Fourthly, the ITA has in the past subjected gains from currency fluctuation to tax, on the basis that the mercantile system of accounting does not require actual receipt. While this is not a reason, as a matter of law, to question the CBDT’s view, it is interesting to note that the circular is at odds with the position the Department has consistently taken in the past.

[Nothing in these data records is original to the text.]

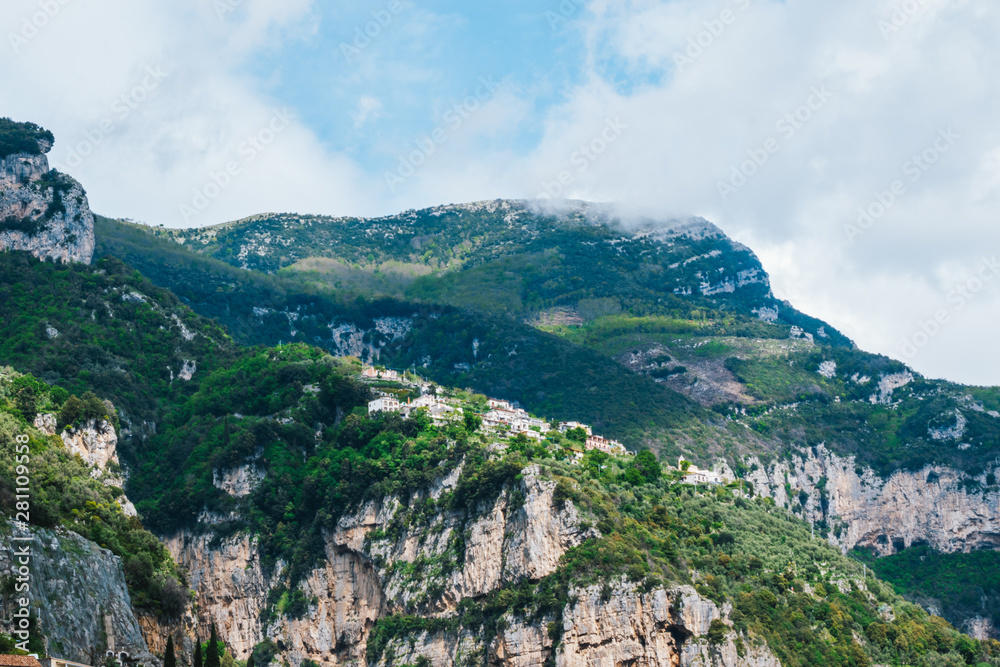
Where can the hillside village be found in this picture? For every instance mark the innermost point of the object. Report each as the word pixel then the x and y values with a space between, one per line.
pixel 505 419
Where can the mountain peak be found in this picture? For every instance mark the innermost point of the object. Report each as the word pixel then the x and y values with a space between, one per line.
pixel 42 211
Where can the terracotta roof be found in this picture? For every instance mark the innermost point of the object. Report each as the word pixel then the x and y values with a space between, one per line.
pixel 18 661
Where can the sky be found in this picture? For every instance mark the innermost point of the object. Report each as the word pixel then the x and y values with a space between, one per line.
pixel 854 146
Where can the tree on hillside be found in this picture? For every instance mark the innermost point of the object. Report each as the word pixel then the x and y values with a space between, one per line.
pixel 647 465
pixel 212 654
pixel 169 659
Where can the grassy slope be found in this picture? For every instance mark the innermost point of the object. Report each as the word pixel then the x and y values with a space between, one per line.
pixel 962 586
pixel 504 259
pixel 546 374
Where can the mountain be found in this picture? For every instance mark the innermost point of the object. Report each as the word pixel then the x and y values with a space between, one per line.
pixel 41 211
pixel 875 455
pixel 164 391
pixel 514 258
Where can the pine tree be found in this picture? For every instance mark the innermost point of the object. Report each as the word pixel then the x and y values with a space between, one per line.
pixel 212 655
pixel 169 659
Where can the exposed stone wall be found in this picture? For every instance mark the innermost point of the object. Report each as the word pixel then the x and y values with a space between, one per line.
pixel 65 231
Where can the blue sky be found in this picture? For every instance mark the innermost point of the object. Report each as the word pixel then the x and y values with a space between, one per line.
pixel 413 64
pixel 784 122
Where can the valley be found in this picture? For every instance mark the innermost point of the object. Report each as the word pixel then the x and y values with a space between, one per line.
pixel 200 436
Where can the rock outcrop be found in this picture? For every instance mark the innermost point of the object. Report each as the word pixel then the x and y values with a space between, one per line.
pixel 393 556
pixel 95 441
pixel 937 506
pixel 661 628
pixel 74 585
pixel 43 212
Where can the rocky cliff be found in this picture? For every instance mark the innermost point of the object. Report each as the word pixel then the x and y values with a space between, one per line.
pixel 937 506
pixel 396 557
pixel 662 628
pixel 43 212
pixel 75 585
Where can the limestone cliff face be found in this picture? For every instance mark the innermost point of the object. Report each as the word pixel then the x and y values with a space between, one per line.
pixel 42 212
pixel 934 506
pixel 95 441
pixel 383 559
pixel 74 585
pixel 230 583
pixel 661 628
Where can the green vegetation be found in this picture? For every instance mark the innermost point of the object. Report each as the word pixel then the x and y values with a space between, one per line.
pixel 809 603
pixel 115 333
pixel 22 138
pixel 493 355
pixel 961 585
pixel 473 257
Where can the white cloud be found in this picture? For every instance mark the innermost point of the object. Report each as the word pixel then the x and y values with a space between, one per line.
pixel 369 108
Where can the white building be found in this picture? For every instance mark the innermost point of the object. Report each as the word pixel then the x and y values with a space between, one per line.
pixel 384 404
pixel 375 374
pixel 569 426
pixel 695 475
pixel 607 446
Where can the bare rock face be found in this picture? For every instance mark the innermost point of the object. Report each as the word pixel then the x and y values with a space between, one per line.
pixel 46 423
pixel 75 584
pixel 43 212
pixel 230 584
pixel 932 506
pixel 381 560
pixel 95 441
pixel 509 541
pixel 661 628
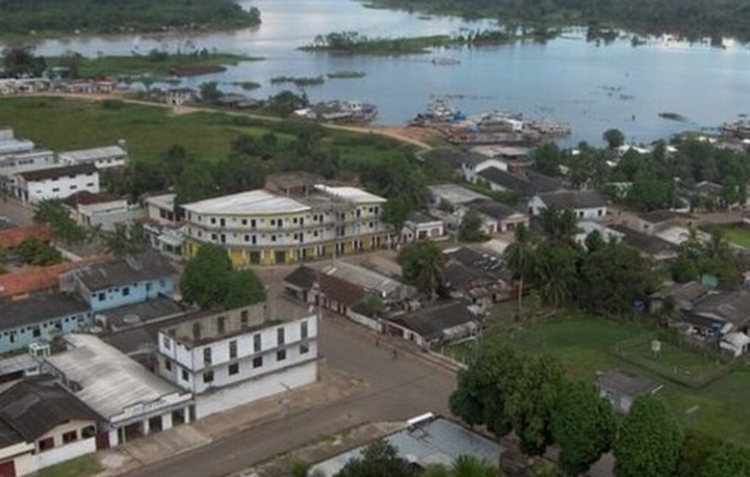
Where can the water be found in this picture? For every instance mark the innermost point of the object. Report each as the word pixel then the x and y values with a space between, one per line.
pixel 593 88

These principles had been approved by the Supreme Court in 2009, in CIT v. Woodward Governor India P. Ltd., (2009) 13 SCC 1. In that case, an assessee debited approximately Rs. 29 lakh to the P&L account as a result of currency fluctuation. The Department disallowed the expenditure, on the basis that it represented a “contingent” liability. The Supreme Court rejected this contention, holding that s. 145 “recognizes the rights of a trader to adopt either the cash system or the mercantile system of accounting”, and further noted that “[a]ccounts regularly maintained in the course of business are to be taken as correct unless there are strong and sufficient reasons to indicate that they are unreliable.”

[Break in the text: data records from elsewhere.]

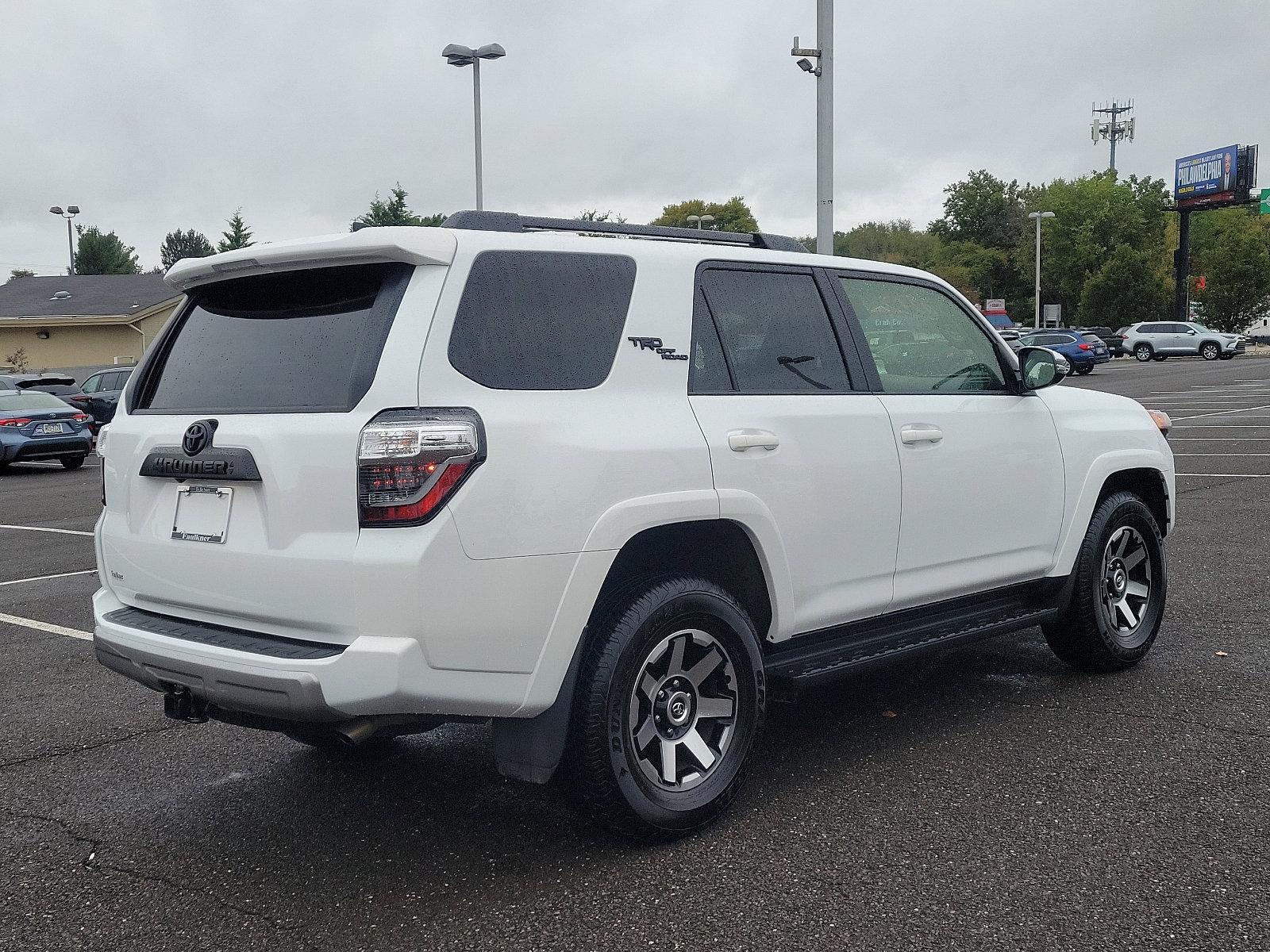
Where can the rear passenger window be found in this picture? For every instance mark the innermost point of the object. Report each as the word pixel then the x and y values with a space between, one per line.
pixel 541 321
pixel 775 330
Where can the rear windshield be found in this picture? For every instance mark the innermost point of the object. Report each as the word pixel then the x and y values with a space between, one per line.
pixel 298 342
pixel 13 400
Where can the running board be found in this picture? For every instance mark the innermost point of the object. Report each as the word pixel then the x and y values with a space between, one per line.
pixel 821 657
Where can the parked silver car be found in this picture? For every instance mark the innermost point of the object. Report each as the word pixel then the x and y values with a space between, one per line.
pixel 1159 342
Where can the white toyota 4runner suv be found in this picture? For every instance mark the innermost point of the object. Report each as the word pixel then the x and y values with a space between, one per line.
pixel 603 486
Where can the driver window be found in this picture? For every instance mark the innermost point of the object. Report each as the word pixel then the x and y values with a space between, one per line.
pixel 921 342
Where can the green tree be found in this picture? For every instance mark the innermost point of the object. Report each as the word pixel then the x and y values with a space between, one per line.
pixel 733 215
pixel 1237 281
pixel 103 254
pixel 1127 289
pixel 394 211
pixel 983 209
pixel 596 215
pixel 239 235
pixel 183 244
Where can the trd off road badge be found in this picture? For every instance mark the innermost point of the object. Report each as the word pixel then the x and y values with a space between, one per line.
pixel 667 353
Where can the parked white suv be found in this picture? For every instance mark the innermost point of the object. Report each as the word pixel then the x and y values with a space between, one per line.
pixel 1161 340
pixel 606 493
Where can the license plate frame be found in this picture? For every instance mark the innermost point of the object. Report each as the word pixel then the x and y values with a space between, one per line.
pixel 202 513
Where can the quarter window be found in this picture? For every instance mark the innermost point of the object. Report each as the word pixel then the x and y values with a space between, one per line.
pixel 921 342
pixel 775 330
pixel 541 321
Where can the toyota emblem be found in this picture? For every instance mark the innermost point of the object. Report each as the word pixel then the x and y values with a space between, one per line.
pixel 198 437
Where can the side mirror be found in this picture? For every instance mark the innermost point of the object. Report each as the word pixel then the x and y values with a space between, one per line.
pixel 1041 367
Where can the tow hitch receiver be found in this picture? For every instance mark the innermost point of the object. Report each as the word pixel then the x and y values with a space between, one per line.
pixel 181 704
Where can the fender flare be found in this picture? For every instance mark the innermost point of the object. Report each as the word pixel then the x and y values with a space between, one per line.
pixel 1095 478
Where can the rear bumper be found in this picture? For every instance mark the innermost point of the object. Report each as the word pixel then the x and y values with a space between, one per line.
pixel 368 677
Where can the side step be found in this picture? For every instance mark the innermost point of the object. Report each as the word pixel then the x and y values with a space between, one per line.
pixel 817 658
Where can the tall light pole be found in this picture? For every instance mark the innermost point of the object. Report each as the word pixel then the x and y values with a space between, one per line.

However, the CBDT will derive comfort from the Supreme Court’s express observation in Woodward Governor that these “ordinary principles of commercial accounting… may stand superseded or modified by legislative enactments”. Indeed, Justice Kapadia, who decided Woodward, observed in the more recent Southern Technologies decision, which we have discussed here, that the “real income” principle does not assist an assessee in contravention of statutory language. More ominously for assessees, the Court had held in Southern Technologies that a provision for bad debts is only a “notional expense” and must be added back to determine “real taxable” income. Thus, it is difficult to conclude that the CBDT instruction is ultra vires the Act, but this is an issue that requires adjudication.